Blockchain for Simple People (Like Me)
Posted by Andrew Prokop on May 17, 2018 10:40:14 AM
"Whoever is careless with the truth in small matters cannot be trusted with important matters."
We’ve all heard the old saying, “Be careful of the company you keep.” This is true for both people and technology. Consider blockchain. For many Americans, the immediate word association is “Bitcoin.” In fact, I would venture to guess that quite a few people think that they are one and the same. While this connection might be favorable for Bitcoin, it has become a bit of a boat anchor for blockchain.
While it is true that blockchain was invented to provide a secure transaction ledger for cryptocurrencies, it has subsequently been considered for everything from personal identification to crowd funding. A quick Internet search took me to sites that discuss how blockchain can be applied to marriage licenses, insurance premiums, and smart appliances. Clearly, while it may have its roots in Bitcoin and “funny money,” thinking of it as Bitcoin is both limiting and deceiving.
If you are a little confused by how blockchain works, consider this very non-technical example.
Take a piece of paper and write the words “I love my job” on it. Put your signature underneath this declaration of career joy. Hand that paper to one of your coworkers. Have that coworker change the word “love” to “hate” and turn the paper over to your boss. Without any additional information, your boss might start the process of reassigning you to a different department.
Now, repeat the process, but this time create ten pieces of paper with “I love my job” and your John Hancock. Pass those papers to ten different people. This time, when the evil coworker changes “love” to “hate,” the damage is isolated to a single note and you have nine other pieces of evidence to prove that foul play has taken place.
While blockchain is more involved than that, it is essentially a process of creating validated blocks (those “signed pieces of paper”) and then distributing them to a decentralized, public ledger (those “ten different coworkers”). So, not only does a bad actor have to compromise the integrity of one entry (which through the use of a cryptographic hash is not very easy to do), he or she would have to find and alter every copy of the entry. This makes blockchain ideal for any situation where being completely assured of the veracity of data is essential.
Let’s Get Geeky
A block consists of a chain of validated transactions that are hashed and encoded into a Merkle tree. Each block uses a cryptographic hash of the prior block in the blockchain. This binds blocks together in such a way that altering one block invalidates the binding and thereby, the validity of the chain.

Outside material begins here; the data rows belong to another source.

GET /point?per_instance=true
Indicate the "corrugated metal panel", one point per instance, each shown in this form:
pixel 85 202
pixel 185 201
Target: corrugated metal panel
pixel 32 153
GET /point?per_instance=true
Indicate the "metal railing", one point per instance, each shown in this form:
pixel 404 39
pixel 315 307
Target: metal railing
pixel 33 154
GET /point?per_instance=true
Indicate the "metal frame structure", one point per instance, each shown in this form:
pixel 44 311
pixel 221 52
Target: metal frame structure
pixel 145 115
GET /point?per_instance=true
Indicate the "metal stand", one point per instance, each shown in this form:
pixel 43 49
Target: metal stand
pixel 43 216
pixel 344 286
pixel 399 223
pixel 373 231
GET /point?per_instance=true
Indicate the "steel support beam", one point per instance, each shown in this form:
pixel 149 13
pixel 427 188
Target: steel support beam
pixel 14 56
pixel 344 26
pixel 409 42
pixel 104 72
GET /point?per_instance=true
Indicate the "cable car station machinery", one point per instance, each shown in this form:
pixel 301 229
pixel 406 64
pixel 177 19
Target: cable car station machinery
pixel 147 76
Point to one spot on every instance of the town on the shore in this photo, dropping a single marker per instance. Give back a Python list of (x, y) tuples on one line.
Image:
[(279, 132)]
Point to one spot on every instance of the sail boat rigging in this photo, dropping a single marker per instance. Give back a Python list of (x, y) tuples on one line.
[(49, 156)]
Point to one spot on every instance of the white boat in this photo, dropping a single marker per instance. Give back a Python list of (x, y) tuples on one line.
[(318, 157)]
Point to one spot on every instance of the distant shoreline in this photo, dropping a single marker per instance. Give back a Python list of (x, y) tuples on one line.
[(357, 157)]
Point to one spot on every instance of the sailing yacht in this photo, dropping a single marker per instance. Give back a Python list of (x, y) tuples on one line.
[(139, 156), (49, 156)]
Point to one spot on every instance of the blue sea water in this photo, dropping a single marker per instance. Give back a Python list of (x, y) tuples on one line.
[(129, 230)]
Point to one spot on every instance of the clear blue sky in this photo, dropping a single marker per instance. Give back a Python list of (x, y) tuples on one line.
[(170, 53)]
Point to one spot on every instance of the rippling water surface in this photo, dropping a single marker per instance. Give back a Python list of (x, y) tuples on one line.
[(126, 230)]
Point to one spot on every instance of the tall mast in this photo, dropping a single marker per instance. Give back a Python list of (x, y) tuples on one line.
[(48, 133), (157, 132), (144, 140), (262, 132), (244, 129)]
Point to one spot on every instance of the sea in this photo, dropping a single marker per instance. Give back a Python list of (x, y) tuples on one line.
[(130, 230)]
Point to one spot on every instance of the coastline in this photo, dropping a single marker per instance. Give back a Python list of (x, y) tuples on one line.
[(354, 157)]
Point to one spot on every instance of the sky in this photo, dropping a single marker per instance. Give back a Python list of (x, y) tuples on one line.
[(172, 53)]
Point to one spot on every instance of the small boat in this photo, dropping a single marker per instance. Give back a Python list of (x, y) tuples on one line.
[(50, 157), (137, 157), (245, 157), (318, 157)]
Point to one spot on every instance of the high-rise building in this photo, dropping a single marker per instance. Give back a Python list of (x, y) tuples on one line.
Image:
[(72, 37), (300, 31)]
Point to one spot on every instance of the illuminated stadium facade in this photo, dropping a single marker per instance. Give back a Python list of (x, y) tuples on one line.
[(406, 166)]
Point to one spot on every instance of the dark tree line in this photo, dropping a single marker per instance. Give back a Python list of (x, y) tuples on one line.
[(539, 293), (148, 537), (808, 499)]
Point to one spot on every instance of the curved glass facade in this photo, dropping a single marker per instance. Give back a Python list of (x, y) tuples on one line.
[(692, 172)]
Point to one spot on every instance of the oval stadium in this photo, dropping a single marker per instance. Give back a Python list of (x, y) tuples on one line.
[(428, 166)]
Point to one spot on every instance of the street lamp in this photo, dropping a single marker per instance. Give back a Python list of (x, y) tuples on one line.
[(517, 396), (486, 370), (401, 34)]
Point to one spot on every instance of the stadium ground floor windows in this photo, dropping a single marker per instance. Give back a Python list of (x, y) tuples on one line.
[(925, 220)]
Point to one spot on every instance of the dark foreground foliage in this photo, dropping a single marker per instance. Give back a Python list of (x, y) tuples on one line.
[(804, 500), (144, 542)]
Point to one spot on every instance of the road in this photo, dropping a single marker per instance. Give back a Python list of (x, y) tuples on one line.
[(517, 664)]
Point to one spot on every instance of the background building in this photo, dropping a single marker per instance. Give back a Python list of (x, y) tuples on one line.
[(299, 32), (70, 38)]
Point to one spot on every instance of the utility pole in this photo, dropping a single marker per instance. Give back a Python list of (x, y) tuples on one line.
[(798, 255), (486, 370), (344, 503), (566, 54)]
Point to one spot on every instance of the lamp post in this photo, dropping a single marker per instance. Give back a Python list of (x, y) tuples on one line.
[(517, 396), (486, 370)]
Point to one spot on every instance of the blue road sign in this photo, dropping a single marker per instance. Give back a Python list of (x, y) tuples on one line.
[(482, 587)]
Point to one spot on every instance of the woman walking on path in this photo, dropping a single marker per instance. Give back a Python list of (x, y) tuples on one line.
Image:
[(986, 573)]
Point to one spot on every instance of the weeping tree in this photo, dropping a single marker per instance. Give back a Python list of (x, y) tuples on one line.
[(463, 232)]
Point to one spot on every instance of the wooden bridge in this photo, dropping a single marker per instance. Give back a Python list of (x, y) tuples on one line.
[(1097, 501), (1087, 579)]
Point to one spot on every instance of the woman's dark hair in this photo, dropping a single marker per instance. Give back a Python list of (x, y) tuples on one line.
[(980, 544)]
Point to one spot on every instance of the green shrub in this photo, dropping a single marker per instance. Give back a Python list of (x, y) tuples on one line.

Another layer of integrity is added when storage of the blocks is decentralized. Instead of one single copy of the data, blocks are replicated across multiple servers. Every server that holds a block must approve any changes to the chain. If a change is not approved, the transaction is denied and truth wins out.
This decentralization means that no “official” copy of the data exists and no single copy is trusted more than any other. Not only does this make hacking significantly harder, it eliminates the problem of a single point of failure.
Pictorially, a blockchain transaction looks like this:
Notice how the network of blockchain servers is accessed when a chain is queried and when a new block is inserted.
Making it Real
I live in the world of communications, so I tend to look at everything from that standpoint. My first reaction to blockchain was, “Where would I use that in my Avaya, Cisco, NEC, Mitel, etc. system?” Is my configuration data begging for this technology? Would I use blockchain to log into a SIP phone? Do I need this level of security when I make a video call?
Clearly, these bread and butter “PBX” scenarios aren’t a very good fit.
However, when I turn my attention to contact centers and those elements of communication that involve customer relationships, it starts to make sense. I can clearly envision how blockchain could be used to properly identify a customer while properly securing his or her interactions and transactions. I can also see how it would be useful in monitoring and acting upon trends gathered from multiple sources. Knowing that my data is 100% trustable can make the difference between right and very wrong choices.
A Solution Looking for a Problem
As the psychologist Abraham Maslow famously said in 1966, "I suppose it is tempting, if the only tool you have is a hammer, to treat everything as if it were a nail." Here in 2018, it’s easy to apply that thought to blockchain. As secure as it makes data storage and retrieval, it comes with a price. In fact, it comes with several prices–performance issues, implementation complexity, a lack of immutability, the potential for restrictive regulation, and reliance upon widespread adoption.
Blockchain is a relatively new technology and while the buzz is currently very high, buzz is never a solution. That’s not to say that enterprises should not be looking at blockchain, but they shouldn’t approach it wearing rose colored glasses. The trick will be to properly identify the problem(s) you are trying to solve and lay all the “right” choices on the table. Remember, just because you can doesn’t mean that you should.
I have only scratched the surface of what blockchain is and how you need to look at it. If this is of interest to you (and it most likely should be), I highly suggest that you poke around the Internet for longer and more in-depth discussions. Don’t be blinded by the blockchain hype, but at the same time, don’t be ignorant of what might be a truly revolutionary technology.